There was one problem: my silence wasn’t protecting me. Every day the other kids would laugh and yell “faggot” because they somehow knew I was queer and trans before I did. They saw my sashaying hips and limp wrist and appointed me the official school punching bag. I wore baggy clothes to hide the scars on my arm; bright red screams that expressed what I was too afraid to say. I didn’t have the language to express my worth and dignity as a human. The B in LGBT was just a footnote back then, and the T was only for people who wanted surgery, so I didn’t feel like I was queer or trans enough to come out.

Even if I had the language, though, what difference would it make? No combination of words would change their minds because I had such a cartoonish nasally voice. Speaking out wasn’t an option, but silence was killing me. In the end, though, silence was preferable. I may have been close to suicide, but at least no one would laugh at me once I was dead.

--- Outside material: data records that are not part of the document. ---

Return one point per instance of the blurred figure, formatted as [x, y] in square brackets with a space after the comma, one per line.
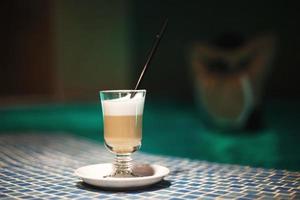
[229, 76]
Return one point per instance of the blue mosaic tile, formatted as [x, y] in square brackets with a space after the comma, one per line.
[44, 170]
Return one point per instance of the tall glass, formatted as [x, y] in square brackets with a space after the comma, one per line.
[122, 119]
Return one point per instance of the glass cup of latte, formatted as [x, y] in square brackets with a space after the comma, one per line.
[122, 119]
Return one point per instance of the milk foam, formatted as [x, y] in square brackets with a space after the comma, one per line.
[124, 106]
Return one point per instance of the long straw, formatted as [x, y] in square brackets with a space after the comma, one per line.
[152, 52]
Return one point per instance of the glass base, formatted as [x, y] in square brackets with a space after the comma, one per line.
[122, 167]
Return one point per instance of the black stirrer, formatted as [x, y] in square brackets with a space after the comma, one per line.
[151, 54]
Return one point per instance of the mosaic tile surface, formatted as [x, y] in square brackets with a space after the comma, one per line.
[36, 166]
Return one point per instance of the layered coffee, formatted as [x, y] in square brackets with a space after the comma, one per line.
[123, 123]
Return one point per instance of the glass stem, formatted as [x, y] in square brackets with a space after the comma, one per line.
[122, 166]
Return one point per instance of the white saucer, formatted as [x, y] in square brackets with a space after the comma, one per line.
[96, 175]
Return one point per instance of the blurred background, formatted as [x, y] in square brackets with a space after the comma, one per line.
[223, 86]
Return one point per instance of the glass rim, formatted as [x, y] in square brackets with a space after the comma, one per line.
[122, 91]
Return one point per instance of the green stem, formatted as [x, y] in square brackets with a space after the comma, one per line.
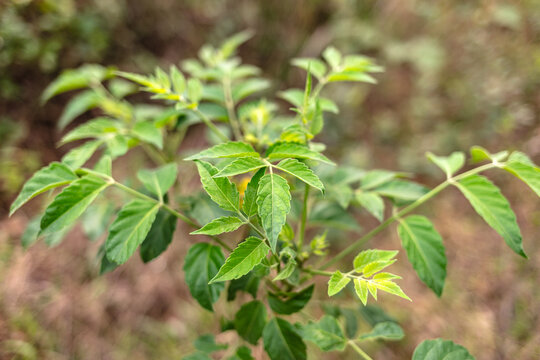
[358, 243]
[360, 352]
[211, 125]
[302, 224]
[229, 104]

Things are starting to change now. I’m currently reading Audre Lorde’s book of essays Sister Outsider and a common theme that runs through it is speaking up for survival. “Your silence will not protect you,” she says. I didn’t believe it at first, but once I started telling my story, people thanked me for giving them the language they couldn’t find on their own. Plus, I’m finally able to be honest to everyone from my therapist to my family about how I truly feel instead of just saying everything’s okay.

It’s only now, nearing 35, that I’m giving myself permission to speak. Through language, I’m finally able to expose all the cracks in everything, which, as Leonard Cohen famously said, is how the light gets in.